Behavioral Consistency Validation for LLM Agents: An Analysis of Trading-Style Switching through Stock-Market Simulation
Zeping Li, Guancheng Wan, Keyang Chen, Yu Chen, Yiwen Zhao, Philip Torr, Guangnan Ye, Zhenfei Yin, Hongfeng Chai
TL;DR
This work tests whether LLM-based agents in stock-market ABMs exhibit style-switching behavior aligned with behavioral-finance theory. By embedding four drivers—loss aversion, herding, wealth differentiation, and price misalignment—as persistent traits and prompting agents to switch styles every 10 days, the authors evaluate alignment using four metrics and Mann–Whitney U tests across multiple backbones. The results show partial alignment: loss aversion and, in one model, wealth differentiation are associated with the predicted switching tendencies, while herding and mispricing effects are not consistently observed across models. The study provides a concrete framework for validating behavioral fidelity in LLM agents, highlights model-specific dynamics, and suggests future work on richer market interactions and trait integration to better replica human-like trading behavior.
Abstract
Recent works have increasingly applied Large Language Models (LLMs) as agents in financial stock market simulations to test if micro-level behaviors aggregate into macro-level phenomena. However, a crucial question arises: Do LLM agents' behaviors align with real market participants? This alignment is key to the validity of simulation results.
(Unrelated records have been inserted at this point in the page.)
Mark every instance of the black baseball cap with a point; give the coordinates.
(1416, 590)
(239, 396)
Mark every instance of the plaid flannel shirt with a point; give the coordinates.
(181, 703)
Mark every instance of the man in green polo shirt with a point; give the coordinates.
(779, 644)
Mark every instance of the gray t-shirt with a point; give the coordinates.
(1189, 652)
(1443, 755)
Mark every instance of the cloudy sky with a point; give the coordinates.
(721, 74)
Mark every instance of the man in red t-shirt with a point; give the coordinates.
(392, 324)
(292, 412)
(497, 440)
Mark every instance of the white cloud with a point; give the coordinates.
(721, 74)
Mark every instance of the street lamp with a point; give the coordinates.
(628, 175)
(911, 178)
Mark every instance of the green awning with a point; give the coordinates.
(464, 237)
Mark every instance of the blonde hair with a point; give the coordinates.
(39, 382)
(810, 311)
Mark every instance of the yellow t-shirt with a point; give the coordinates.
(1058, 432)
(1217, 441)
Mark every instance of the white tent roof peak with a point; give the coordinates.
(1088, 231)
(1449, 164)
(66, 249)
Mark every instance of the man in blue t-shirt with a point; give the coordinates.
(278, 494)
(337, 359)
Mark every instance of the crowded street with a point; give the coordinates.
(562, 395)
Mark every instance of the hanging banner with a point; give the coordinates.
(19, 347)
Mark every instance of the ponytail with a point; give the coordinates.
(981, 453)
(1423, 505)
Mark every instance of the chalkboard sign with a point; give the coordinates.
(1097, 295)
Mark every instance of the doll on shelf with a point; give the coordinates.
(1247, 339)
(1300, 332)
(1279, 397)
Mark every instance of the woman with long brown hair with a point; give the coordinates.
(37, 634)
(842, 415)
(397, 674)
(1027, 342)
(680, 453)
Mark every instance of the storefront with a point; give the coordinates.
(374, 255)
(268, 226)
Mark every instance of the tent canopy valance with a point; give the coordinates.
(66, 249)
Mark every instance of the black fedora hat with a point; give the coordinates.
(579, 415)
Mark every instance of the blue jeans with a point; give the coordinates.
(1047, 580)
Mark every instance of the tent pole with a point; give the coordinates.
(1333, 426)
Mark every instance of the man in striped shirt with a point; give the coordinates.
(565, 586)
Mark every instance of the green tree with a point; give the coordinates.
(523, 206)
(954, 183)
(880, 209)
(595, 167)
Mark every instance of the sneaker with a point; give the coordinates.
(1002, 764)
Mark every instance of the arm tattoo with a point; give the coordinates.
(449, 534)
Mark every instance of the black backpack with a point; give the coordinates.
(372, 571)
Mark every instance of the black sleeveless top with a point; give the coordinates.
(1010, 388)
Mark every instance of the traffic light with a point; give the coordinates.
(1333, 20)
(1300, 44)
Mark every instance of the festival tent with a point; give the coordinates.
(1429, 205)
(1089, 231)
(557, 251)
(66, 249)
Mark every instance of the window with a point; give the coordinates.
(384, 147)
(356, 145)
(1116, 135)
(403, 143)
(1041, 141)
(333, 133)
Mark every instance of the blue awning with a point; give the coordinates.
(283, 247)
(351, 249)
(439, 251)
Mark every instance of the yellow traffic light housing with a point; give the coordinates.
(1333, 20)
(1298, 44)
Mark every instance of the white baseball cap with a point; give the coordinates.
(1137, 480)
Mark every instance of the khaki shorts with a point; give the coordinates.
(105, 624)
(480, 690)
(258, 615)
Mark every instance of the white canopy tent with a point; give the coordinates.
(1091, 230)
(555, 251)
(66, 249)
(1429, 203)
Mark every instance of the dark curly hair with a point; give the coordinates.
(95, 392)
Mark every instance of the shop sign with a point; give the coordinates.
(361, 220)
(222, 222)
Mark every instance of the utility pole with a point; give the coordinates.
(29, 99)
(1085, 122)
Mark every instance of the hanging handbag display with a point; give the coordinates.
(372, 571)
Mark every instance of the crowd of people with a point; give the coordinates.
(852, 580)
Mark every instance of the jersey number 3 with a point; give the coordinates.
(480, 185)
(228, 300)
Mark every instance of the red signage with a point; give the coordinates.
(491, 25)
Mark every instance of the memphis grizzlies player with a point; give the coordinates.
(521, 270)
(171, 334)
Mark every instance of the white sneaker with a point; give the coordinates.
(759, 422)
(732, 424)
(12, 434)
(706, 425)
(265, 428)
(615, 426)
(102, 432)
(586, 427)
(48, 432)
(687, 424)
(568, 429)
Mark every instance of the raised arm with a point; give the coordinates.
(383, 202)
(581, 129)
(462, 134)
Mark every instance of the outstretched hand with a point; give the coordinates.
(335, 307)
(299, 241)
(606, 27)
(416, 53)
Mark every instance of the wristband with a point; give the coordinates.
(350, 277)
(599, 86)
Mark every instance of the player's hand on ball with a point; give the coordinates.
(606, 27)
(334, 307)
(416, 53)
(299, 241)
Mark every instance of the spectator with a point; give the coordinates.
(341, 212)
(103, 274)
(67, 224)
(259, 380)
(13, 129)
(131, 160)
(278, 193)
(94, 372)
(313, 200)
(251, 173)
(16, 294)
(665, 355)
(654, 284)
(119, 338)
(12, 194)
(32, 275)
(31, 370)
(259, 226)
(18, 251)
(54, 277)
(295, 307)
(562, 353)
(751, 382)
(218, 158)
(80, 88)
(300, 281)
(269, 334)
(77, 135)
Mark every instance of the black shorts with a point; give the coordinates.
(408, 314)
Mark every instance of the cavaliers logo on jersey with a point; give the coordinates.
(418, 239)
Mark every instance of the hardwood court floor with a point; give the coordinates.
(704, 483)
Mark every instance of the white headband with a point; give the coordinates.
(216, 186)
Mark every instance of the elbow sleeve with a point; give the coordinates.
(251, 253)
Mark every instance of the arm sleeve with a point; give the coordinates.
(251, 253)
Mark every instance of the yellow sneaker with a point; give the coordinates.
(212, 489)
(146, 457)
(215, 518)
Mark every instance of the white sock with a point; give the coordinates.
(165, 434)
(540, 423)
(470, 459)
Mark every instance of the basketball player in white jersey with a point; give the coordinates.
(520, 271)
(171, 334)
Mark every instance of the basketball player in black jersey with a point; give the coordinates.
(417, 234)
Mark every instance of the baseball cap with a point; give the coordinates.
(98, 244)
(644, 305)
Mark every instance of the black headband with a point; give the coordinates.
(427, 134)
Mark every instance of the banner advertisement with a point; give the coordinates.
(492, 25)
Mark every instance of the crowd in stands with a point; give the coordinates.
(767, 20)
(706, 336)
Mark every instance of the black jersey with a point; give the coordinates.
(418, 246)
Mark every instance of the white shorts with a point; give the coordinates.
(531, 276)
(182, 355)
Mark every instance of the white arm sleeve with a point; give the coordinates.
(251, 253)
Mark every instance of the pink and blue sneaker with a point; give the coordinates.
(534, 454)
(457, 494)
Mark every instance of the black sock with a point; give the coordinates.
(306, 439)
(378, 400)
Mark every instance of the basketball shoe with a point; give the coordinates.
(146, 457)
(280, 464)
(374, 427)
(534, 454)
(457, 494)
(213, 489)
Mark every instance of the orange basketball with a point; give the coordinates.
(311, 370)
To explore this, we select a financial stock market scenario to test behavioral consistency. Investors are typically classified as fundamental or technical traders, but most simulations fix strategies at initialization, failing to reflect real-world trading dynamics. In this work, we assess whether agents' strategy switching aligns with financial theory, providing a framework for this evaluation. We operationalize four behavioral-finance drivers-loss aversion, herding, wealth differentiation, and price misalignment-as personality traits set via prompting and stored long-term. In year-long simulations, agents process daily price-volume data, trade under a designated style, and reassess their strategy every 10 trading days. We introduce four alignment metrics and use Mann-Whitney U tests to compare agents' style-switching behavior with financial theory. Our results show that recent LLMs' switching behavior is only partially consistent with behavioral-finance theories, highlighting the need for further refinement in aligning agent behavior with financial theory.